A prophet has a keen eye and a persistent voice,
and John’s voice persists even today,
in the words of our liturgy:
when we sing the Gloria, John still acclaims Jesus
as “Lord God, Lamb of God, Son of the Father”;
when the bread of Christ’s body is broken,
John still implores the Lamb of God
who takes away the sins of the world
to grant his mercy and his peace
to us and to our troubled world;
when the priest invites us to communion,
John’s words still invite us to see what he saw:
“Behold the Lamb of God.”

Do we see it?
Do we see the Lamb of God,
the bearer of all our sins and sorrows,
present in his gathered people,
present in his word proclaimed,
present in the gift of himself in the Eucharist?

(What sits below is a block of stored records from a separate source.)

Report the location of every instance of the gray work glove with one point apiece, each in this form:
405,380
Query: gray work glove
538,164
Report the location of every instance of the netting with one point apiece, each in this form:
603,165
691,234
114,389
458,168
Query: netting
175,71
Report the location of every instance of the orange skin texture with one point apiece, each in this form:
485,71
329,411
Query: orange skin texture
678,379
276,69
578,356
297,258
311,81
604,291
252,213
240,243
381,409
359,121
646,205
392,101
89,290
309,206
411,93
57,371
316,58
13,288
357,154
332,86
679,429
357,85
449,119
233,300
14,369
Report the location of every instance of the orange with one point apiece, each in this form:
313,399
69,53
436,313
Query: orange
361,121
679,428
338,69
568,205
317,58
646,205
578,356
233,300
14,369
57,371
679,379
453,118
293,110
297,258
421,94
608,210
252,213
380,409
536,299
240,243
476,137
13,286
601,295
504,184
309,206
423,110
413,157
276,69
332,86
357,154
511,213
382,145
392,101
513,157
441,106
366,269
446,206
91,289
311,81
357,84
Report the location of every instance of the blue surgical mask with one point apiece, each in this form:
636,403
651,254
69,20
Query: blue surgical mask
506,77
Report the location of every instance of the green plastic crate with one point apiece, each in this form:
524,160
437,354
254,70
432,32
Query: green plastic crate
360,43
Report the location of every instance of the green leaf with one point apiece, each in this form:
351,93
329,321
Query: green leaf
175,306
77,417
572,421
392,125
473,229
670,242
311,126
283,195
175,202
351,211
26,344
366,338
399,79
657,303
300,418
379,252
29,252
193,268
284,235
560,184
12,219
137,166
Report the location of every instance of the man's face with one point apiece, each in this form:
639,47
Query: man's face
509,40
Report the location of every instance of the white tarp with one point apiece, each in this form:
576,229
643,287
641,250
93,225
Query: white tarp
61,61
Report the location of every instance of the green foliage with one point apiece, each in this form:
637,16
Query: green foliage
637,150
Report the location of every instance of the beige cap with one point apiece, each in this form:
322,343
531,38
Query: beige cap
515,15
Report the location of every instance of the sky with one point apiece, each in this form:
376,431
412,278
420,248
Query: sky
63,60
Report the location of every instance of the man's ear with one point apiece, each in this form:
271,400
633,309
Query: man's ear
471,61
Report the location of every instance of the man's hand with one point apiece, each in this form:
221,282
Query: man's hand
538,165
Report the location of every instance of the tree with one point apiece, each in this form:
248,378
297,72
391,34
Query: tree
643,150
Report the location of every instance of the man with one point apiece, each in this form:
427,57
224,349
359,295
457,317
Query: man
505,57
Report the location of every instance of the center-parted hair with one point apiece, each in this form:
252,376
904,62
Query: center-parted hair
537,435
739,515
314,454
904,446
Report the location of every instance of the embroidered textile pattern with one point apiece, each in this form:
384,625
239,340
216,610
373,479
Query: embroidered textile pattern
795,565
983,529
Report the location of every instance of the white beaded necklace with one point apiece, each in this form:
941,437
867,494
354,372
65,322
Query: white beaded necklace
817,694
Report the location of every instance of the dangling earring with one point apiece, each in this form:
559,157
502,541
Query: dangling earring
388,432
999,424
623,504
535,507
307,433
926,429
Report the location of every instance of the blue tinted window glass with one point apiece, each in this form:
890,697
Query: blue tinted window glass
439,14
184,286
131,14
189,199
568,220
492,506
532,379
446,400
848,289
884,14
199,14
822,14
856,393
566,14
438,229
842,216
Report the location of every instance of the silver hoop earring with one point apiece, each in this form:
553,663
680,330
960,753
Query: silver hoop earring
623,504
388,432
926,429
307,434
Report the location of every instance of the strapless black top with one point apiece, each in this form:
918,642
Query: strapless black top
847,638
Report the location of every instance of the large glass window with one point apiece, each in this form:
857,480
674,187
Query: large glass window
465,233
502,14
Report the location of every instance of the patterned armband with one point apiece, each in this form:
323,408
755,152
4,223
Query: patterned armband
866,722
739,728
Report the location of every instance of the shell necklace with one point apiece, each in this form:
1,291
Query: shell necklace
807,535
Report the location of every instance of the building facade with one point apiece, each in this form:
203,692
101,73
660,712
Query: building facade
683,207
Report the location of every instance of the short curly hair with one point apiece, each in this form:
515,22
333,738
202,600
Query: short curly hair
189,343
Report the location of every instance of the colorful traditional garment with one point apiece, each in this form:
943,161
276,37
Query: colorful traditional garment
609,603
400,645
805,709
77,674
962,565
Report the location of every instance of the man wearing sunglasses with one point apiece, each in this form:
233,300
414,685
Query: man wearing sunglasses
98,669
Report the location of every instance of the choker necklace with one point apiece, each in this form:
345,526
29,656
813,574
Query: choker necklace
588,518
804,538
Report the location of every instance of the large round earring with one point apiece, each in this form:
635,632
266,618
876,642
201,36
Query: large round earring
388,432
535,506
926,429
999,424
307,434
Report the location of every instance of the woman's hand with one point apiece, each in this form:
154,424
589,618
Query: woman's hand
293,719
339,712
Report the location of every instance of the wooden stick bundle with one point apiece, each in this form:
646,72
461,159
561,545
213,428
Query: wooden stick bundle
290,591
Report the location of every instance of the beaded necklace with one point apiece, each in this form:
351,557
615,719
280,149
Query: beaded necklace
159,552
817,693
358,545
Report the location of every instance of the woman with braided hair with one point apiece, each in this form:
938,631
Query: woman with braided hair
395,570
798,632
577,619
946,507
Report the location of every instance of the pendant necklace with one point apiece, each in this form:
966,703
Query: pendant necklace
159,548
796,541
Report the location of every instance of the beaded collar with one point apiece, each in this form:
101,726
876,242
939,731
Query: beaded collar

Perhaps it takes the keen eye of the prophet
to be able to see the Lamb here present
within the motley assembly of the Church,
within the often puzzling words of Scripture,
within the simple gifts of bread and wine.
But John tells us that Jesus has come
to baptize us with the same Spirit
that descended on him at his baptism,
to give us the eyes of a prophet,
eyes of faith to glimpse the Lamb
now present here in mystery.
This is what the gift of God’s Spirit does:
makes us able to see the Lamb of God
who is here with us now,
veiled in sacramental signs.

So if we see something,
do we say something?
Do we keep to ourselves
what we see with the eyes of faith,
or do we, like John, speak out,
perhaps at cost to ourselves,
so that others can see what we see?
We, no less than John,
have been given a prophet’s eyes
to see what is hidden
and a prophet’s voice,
to say what we see.
We, no less than John,
are called to be,
in fear and trembling
and with all due humility,
Christ’s heralds to others
so that they too might praise Jesus
as Lord, Lamb, and Son;
so that they too might implore his mercy and peace
on our broken and warring world;
so that they too might know themselves
graciously invited to the banquet of life.
If you see something, say something,
because the world waits to know
what can be seen with the eyes of faith.